Catedrales y Mezquitas

Serralaitz
Serralaitz, el seudónimo usado por el autor en atención a su lugar de nacimiento, es un localismo que corresponde al nombre dado en la zona a una sierra riojana: la Sierra de la Hez, un conjunto de montañas en el corazón de La Rioja, entre las comarcas de Rioja Baja y Alto Cidacos-Alhama y Cameros y a una altura superior a los mil metros. Desde esa altura, cuando no hay niebla, las cosas se aprecian de una forma muy especial.

Del extremo este al oeste del Mediterráneo, dos monumentos religiosos de fama mundial padecen una tormenta apocalíptica de debates que implica a dos religiones en encarnizadas luchas fraternales milenarias. Santa Sofía de Estambul fue desde el año 360 hasta el 1453 el templo cristiano más insigne del Oriente europeo bizantino, para desde 1453, con la conquista de Constantinopla por los turcos, pasó a ser Mezquita, y en 1935, con la secularización y europeización de Turquía por Kemal Ataturk quedó en un simple monumento histórico, hasta que este año de 2020, por obra del presidente Erdogan, ha recuperado su pasado como Mezquita.

Por su parte, la hoy Catedral de Córdoba construida por los reyes godos al convertirse al catolicismo, al conquistar los árabes España hicieron de la catedral cordobesa mezquita, y con la reconquista los cristianos del norte volvieron a consagrarla como catedral en 1238,

Y mientras los cristianos ortodoxos de Oriente protestan contra la decisión de Erdogan, los musulmanes expulsados de España reclaman que se les devuelva la Mezquita de Córdoba.

En ambos casos, política y religión envenenan el ambiente, y los espectadores del mundo civilizado reniegan de divisiones evidentemente contrarias a la profesión de fraternidad universal que dicen defender la mayoría de los creyentes de ambas religiones y la Europa unida que desearía incorporar a Turquía al concierto de la UE, deseo compartido por muchos turcos, se enfrenta a un muro infranqueable que prolonga sine fine el ambiente de las Cruzadas medievales en que los europeos se empeñaban en recuperar Jerusalén y arrancarlo de las manos del Islam.

Un drama mucho más sangriento envenena la relación de los pueblos, afecta a tantos millones de musulmanes y judíos que fueron expulsados por los reyes de España en los siglos XV al XVII, y que hoy siguen añorando su patria perdida.
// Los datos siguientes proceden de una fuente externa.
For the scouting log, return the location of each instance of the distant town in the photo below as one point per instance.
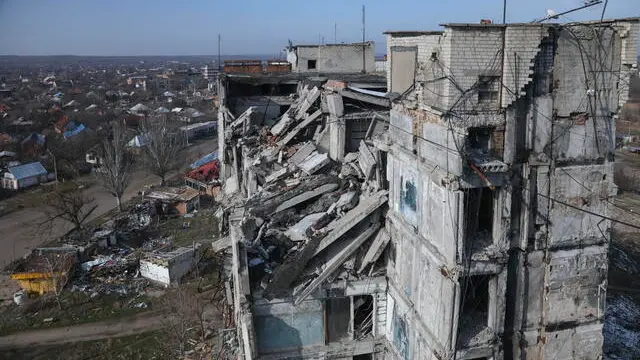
(467, 192)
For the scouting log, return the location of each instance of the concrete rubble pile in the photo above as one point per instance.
(307, 217)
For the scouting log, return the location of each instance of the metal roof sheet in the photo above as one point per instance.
(27, 170)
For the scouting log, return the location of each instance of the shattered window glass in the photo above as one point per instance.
(408, 196)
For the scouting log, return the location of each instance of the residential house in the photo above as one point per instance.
(33, 145)
(176, 200)
(24, 176)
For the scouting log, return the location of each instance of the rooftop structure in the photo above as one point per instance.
(332, 58)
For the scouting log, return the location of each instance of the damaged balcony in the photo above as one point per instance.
(474, 328)
(482, 251)
(485, 149)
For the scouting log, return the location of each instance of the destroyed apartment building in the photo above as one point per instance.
(459, 214)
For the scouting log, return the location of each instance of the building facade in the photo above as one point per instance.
(481, 182)
(501, 152)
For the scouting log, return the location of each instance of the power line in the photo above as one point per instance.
(584, 210)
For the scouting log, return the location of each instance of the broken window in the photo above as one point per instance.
(338, 318)
(488, 89)
(479, 205)
(349, 315)
(363, 357)
(362, 316)
(479, 139)
(486, 141)
(474, 311)
(543, 68)
(408, 193)
(400, 333)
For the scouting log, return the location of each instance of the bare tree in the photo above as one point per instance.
(70, 205)
(58, 267)
(162, 145)
(116, 163)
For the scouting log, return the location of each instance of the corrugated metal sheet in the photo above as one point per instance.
(80, 128)
(204, 160)
(27, 170)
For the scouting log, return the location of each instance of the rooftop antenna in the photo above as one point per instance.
(504, 12)
(553, 15)
(219, 62)
(364, 46)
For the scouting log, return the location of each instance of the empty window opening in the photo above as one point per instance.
(362, 316)
(488, 89)
(474, 311)
(363, 357)
(479, 139)
(338, 313)
(311, 64)
(479, 213)
(408, 195)
(486, 141)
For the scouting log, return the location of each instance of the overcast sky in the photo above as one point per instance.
(191, 27)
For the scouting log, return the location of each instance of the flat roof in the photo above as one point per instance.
(293, 78)
(366, 43)
(412, 32)
(534, 24)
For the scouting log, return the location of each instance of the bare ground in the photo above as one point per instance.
(19, 233)
(143, 322)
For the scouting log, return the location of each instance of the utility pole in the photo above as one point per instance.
(504, 12)
(364, 46)
(219, 61)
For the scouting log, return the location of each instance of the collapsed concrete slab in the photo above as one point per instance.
(340, 227)
(296, 200)
(168, 268)
(375, 250)
(333, 263)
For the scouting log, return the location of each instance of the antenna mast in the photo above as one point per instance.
(504, 12)
(364, 46)
(219, 61)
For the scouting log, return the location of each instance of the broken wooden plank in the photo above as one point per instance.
(298, 232)
(375, 250)
(221, 244)
(314, 162)
(340, 227)
(302, 153)
(306, 122)
(276, 175)
(334, 263)
(299, 199)
(306, 103)
(366, 160)
(244, 116)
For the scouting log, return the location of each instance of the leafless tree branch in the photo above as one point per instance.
(116, 163)
(163, 142)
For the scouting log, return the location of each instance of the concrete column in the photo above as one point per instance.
(337, 126)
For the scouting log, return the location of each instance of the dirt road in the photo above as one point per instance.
(140, 323)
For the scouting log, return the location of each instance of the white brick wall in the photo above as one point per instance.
(522, 44)
(426, 44)
(474, 52)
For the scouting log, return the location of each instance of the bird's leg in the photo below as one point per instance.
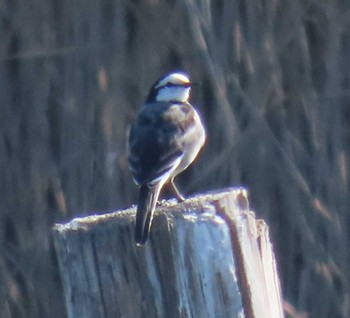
(176, 192)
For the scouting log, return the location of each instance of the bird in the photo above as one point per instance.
(163, 141)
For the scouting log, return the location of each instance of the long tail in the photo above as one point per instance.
(147, 202)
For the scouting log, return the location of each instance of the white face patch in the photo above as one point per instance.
(174, 78)
(173, 93)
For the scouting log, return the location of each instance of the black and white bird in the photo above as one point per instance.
(163, 141)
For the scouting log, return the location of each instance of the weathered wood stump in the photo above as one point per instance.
(206, 257)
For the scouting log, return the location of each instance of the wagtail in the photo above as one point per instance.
(165, 138)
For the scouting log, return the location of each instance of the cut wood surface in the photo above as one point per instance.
(206, 257)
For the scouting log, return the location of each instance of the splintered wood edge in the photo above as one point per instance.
(197, 204)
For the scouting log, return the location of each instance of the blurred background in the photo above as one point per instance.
(274, 93)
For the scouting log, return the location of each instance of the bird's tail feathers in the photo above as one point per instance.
(147, 202)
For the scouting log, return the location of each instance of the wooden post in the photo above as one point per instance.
(206, 257)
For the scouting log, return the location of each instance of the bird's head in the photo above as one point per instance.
(174, 87)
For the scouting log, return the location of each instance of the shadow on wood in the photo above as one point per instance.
(206, 257)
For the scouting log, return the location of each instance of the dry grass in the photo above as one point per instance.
(275, 96)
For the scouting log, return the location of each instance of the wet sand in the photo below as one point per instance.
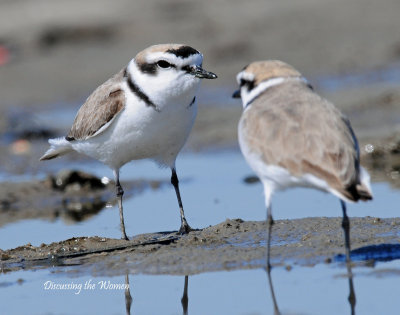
(59, 54)
(230, 245)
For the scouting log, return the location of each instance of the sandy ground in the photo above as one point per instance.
(233, 244)
(60, 51)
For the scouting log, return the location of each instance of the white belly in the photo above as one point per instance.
(141, 132)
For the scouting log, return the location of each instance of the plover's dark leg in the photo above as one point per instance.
(185, 228)
(128, 297)
(270, 223)
(346, 229)
(120, 193)
(185, 298)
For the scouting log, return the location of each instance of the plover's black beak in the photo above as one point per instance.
(236, 94)
(199, 72)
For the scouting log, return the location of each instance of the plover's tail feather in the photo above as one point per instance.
(364, 187)
(58, 146)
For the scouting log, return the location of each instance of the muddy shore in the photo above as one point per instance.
(233, 244)
(58, 54)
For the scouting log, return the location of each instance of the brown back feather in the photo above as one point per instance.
(291, 126)
(102, 106)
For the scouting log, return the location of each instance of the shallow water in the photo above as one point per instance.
(213, 189)
(318, 290)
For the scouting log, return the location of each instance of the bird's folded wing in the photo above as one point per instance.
(97, 113)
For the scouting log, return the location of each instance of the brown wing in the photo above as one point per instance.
(306, 134)
(101, 107)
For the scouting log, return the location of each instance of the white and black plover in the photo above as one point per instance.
(146, 110)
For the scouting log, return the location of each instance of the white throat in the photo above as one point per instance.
(248, 97)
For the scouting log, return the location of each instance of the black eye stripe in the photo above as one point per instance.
(187, 68)
(164, 64)
(249, 84)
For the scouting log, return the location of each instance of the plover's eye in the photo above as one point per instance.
(163, 64)
(247, 83)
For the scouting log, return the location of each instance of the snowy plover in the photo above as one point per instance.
(292, 137)
(146, 110)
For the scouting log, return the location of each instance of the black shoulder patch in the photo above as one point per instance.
(139, 93)
(183, 51)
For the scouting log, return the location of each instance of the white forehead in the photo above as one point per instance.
(158, 55)
(243, 75)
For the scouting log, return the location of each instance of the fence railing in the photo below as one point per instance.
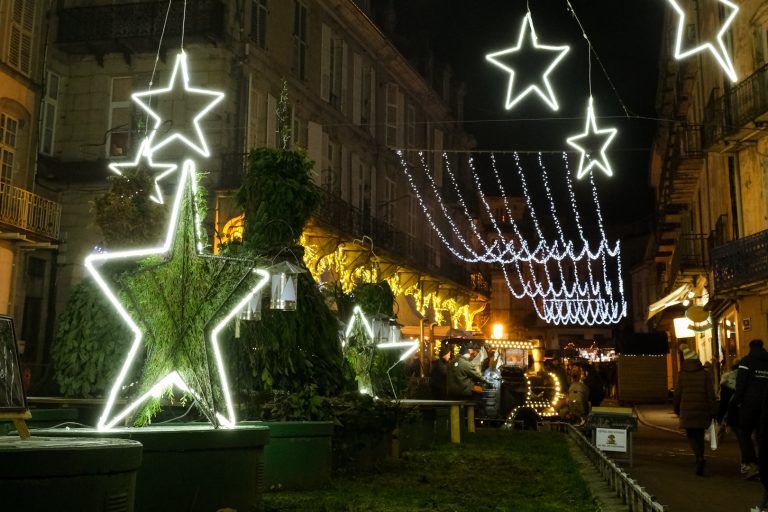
(29, 212)
(740, 263)
(631, 493)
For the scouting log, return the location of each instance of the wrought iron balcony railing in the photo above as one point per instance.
(725, 115)
(28, 212)
(138, 23)
(741, 264)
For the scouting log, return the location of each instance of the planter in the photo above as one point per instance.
(194, 467)
(61, 473)
(298, 455)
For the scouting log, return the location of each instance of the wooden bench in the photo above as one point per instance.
(455, 416)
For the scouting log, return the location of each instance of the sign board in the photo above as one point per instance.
(11, 391)
(611, 439)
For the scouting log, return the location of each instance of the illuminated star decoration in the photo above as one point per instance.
(144, 153)
(180, 73)
(187, 297)
(716, 47)
(499, 58)
(591, 133)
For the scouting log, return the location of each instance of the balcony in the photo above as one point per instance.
(29, 215)
(741, 265)
(737, 117)
(136, 27)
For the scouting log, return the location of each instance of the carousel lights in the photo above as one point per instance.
(529, 43)
(717, 47)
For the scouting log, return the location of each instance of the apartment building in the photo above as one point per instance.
(29, 214)
(353, 99)
(710, 172)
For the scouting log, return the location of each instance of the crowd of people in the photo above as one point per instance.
(743, 409)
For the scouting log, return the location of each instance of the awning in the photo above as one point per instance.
(676, 297)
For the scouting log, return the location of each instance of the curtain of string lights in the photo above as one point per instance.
(571, 274)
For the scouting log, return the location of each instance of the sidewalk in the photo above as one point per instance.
(664, 465)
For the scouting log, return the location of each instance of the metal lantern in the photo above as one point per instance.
(284, 285)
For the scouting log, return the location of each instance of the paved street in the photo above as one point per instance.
(664, 466)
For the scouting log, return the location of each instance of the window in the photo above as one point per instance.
(20, 39)
(50, 103)
(392, 113)
(120, 114)
(8, 131)
(259, 23)
(300, 40)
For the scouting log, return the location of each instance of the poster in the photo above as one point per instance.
(11, 390)
(611, 439)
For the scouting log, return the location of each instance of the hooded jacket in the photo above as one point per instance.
(752, 383)
(694, 395)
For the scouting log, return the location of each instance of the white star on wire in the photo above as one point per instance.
(716, 47)
(94, 261)
(145, 154)
(548, 96)
(200, 146)
(591, 130)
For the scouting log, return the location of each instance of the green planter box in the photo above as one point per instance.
(62, 473)
(298, 455)
(194, 468)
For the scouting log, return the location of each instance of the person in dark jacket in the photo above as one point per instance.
(463, 375)
(694, 401)
(751, 386)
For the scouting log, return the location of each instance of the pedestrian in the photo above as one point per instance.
(751, 386)
(694, 402)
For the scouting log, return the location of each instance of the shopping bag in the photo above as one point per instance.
(713, 435)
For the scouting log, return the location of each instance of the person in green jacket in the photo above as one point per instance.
(463, 375)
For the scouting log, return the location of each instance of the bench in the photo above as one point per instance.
(455, 416)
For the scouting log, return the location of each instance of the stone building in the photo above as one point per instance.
(709, 169)
(353, 99)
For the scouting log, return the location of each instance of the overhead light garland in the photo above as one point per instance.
(531, 43)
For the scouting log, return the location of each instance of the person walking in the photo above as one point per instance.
(694, 401)
(751, 386)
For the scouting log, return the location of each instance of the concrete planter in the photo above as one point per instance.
(62, 473)
(194, 467)
(298, 455)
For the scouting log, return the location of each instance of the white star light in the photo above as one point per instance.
(92, 263)
(716, 47)
(591, 131)
(143, 98)
(145, 153)
(496, 58)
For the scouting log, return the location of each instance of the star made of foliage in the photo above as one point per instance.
(176, 300)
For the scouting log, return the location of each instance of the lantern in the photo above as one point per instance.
(284, 285)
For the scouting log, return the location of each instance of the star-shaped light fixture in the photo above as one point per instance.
(224, 302)
(529, 44)
(593, 155)
(146, 155)
(715, 46)
(179, 77)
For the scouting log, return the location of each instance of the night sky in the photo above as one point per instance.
(624, 34)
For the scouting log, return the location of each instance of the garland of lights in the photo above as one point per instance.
(584, 300)
(95, 261)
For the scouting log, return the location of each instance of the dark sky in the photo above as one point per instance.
(625, 34)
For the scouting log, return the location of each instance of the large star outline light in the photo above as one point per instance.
(180, 73)
(716, 46)
(547, 94)
(591, 132)
(219, 319)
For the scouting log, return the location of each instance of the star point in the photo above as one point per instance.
(592, 132)
(497, 58)
(716, 47)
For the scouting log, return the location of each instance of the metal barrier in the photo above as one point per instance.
(634, 496)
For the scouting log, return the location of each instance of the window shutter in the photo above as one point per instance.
(357, 88)
(325, 64)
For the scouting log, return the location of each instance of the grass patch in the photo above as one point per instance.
(493, 470)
Mientras muchos de ellos conservan las llaves de la casa que ocupaban en España, los judíos siguen fieles a la lengua española que hablaban en su niñez sus antepasados y se autodenominan sefardíes y llaman sefardí la lengua que hablan por toda Europa y América y Asia.

Mientras tanto, unos capítulos del Libro más español y universal, El Quijote, recogen en los capítulos LIV hasta el LXV de la segunda parte el reencuentro del Morisco Ricote con su paisano Sancho Panza, con una bota de vino como testigo de la españolidad que sueñan los árabes expulsados de España en medio de debates entre cristianos y musulmanes vecinos de un mismo pueblo en La Mancha, Murcia, Valencia, la Rioja y Aragón. 

La historia de España y de Europa, desde Constantinopla, Bizancio hasta Estambul, desde dos monumentos históricos de primerísima categoría, desde las voces de tantos musulmanes que viven en Europa y de tantos sefardíes que también vivieron la persecución nazi, reclama sin ninguna duda la superación de enfrentamientos sin sentido, y de un sentido de fraternidad universal que buena parte de cristianos y musulmanes sueñan.

Y toda a los políticos, a los pensadores de todos los pueblos afectados conducir el debate en términos de reencuentro y convertir a Europa y a España, al cristianismo y al Islam, en constructores y ejemplos de la paz universal. Seguramente Miguel de Cervantes, el Manco de Lepanto, soñó también en vida ese noble sueño.